Shih’s presentation was well-received, and she said people stopped her for the remainder of the conference to hear more about her ideas.
“I was surprised and intrigued to find a fully trained nurse giving a paper on Austen,” said Juliet McMaster, F.R.S.C., Distinguished University Professor Emeritus in the department of English and Film Studies at the University of Alberta. “Christine, I can see, is a highly qualified and gifted practitioner in her own profession, and so has more to give in revealing Austen’s understanding of psychological patterns that weren’t even recognized in her own day, never mind given a name or assigned a treatment.”
A Different Kind of Book Club
You will never find Shih in a coffee shop surrounded by thick books and scattered papers. She needs absolute quiet when she works, something that is at a premium when caring for a toddler. But now that her daughter has started kindergarten, Shih is hard at work on her next project, a book explaining Borderline personality disorder and its pervasiveness in literature.
When she’s not researching, Shih uses the healing elements of her nursing experience in a book club for other people with Borderlines in their life. Calling it “bibliotherapy,” the group reads fiction to learn more about the disorder and how to better interact with people afflicted by it.
“I’m using the relationships in Austen’s novels as the springboard into discussing our relationships with the Borderline. Through that, we work to develop a better understanding and empathy for the Borderline,” Shih explained.
“The sad part for the child of a Borderline is they really are isolated individuals. They feel like they live on an island. So the other interest in doing this group is to bring together children of Borderlines so that they have sound, strong friendships that literally take the place of their family relationships.
The group meets about once a month for a potluck supper and discussion at Shih’s home. They start the evening swapping recipes and catching up on each other’s lives. They are eager to discuss the assigned novel and share their opinions on the study questions Shih prepares for them, such as “Does Lady Susan love her daughter?” and “Which characters are like real people in their own lives?”
Discussing the night’s novel inevitably leads the group members to drawing parallels in their own lives.
Shih is in her element helping the group make these connections and sharing her deeper knowledge of Austen’s life and work. She has amazing tidbits to share, that there are about 160 of Austen’s letters in existence and the writer spent about one-fourth of her budget on postage.
The group is growing exponentially, and Shih plans to create a workbook that other bibliotherapy groups could follow.

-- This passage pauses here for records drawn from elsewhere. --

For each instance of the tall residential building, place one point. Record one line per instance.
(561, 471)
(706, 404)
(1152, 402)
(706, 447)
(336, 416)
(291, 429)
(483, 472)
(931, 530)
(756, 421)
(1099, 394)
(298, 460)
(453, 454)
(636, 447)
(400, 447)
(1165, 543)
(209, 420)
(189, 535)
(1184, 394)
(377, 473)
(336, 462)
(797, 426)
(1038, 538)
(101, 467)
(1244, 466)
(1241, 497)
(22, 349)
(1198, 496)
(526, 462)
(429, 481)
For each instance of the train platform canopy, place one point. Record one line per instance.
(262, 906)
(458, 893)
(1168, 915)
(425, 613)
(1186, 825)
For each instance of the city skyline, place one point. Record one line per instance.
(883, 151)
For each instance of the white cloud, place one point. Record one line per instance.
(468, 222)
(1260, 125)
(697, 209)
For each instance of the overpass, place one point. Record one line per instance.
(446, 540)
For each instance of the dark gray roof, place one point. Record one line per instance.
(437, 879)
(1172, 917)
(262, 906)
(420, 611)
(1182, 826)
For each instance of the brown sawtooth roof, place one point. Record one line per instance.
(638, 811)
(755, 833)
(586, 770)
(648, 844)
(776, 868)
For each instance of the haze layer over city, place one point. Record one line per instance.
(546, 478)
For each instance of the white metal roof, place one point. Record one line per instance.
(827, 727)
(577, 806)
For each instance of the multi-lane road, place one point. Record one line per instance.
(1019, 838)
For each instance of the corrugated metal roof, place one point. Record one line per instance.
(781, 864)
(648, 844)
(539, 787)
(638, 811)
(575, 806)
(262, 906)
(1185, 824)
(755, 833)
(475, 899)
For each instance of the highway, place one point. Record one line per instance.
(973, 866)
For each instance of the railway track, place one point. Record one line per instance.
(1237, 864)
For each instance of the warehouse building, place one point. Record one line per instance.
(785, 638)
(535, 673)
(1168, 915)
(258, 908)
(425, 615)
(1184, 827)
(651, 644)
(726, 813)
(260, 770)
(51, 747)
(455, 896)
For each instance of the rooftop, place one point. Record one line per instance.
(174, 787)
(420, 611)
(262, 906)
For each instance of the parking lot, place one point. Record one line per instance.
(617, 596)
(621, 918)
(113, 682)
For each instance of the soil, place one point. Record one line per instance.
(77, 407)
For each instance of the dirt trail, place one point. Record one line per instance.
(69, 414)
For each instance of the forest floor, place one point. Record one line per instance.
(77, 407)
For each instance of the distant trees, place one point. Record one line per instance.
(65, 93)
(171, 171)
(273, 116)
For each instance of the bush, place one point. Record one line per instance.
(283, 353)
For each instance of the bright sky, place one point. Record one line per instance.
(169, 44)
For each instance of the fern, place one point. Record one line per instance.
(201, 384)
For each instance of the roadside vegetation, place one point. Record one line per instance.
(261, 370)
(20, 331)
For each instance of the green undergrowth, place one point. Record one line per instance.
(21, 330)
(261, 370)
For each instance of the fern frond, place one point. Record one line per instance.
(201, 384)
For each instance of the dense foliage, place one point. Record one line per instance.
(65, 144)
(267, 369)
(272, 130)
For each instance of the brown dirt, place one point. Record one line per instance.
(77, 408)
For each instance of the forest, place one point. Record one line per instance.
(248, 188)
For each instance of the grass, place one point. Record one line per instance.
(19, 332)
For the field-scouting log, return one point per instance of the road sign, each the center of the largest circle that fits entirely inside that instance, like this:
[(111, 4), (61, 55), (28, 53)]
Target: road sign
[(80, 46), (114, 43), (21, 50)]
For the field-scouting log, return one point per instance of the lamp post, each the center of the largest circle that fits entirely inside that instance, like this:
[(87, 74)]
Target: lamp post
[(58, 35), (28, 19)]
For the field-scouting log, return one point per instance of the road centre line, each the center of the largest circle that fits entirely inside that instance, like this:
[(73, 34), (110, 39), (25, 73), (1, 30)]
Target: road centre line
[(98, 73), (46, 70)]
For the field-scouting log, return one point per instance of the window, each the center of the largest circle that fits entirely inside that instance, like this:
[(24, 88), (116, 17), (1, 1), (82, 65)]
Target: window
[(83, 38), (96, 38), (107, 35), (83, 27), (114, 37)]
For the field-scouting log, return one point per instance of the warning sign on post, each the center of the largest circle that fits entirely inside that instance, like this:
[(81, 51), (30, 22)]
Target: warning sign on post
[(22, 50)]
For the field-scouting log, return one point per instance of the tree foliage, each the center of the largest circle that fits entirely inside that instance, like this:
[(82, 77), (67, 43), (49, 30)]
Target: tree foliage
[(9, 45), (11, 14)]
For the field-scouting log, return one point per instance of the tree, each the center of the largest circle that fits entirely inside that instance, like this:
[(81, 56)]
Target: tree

“My job has been to take the clinical understanding of the Borderline and move it into a general understanding of the Borderline that anyone can grasp, understand, be able to see and identify, and be able to work through.”
Epilogue
Though Shih would like to return to a clinical setting one day, she is focused on her book on the Borderline and also has ideas for novels and children’s literature.
Shih has presented essays at the Jane Austen Society of North America, The Jane Austen Society and The British Society of Eighteenth-Century Studies held annually at Oxford University, Oxford, UK. She plans to submit essay proposals for each conference on an annual basis, and in the near future hopes to broaden her scope of author work with the Bronte Society, the Dickens Society and the Society of Children’s Book Writers and Illustrators.
“My vision is that this is the beginning of a long engagement in literary criticism, and in Austen’s work in particular. I believe I’m the only nurse practitioner contributing to literature on an academic level, and I hope I’m developing the groundwork for how other nurse practitioners can enter the field and contribute,” Shih said.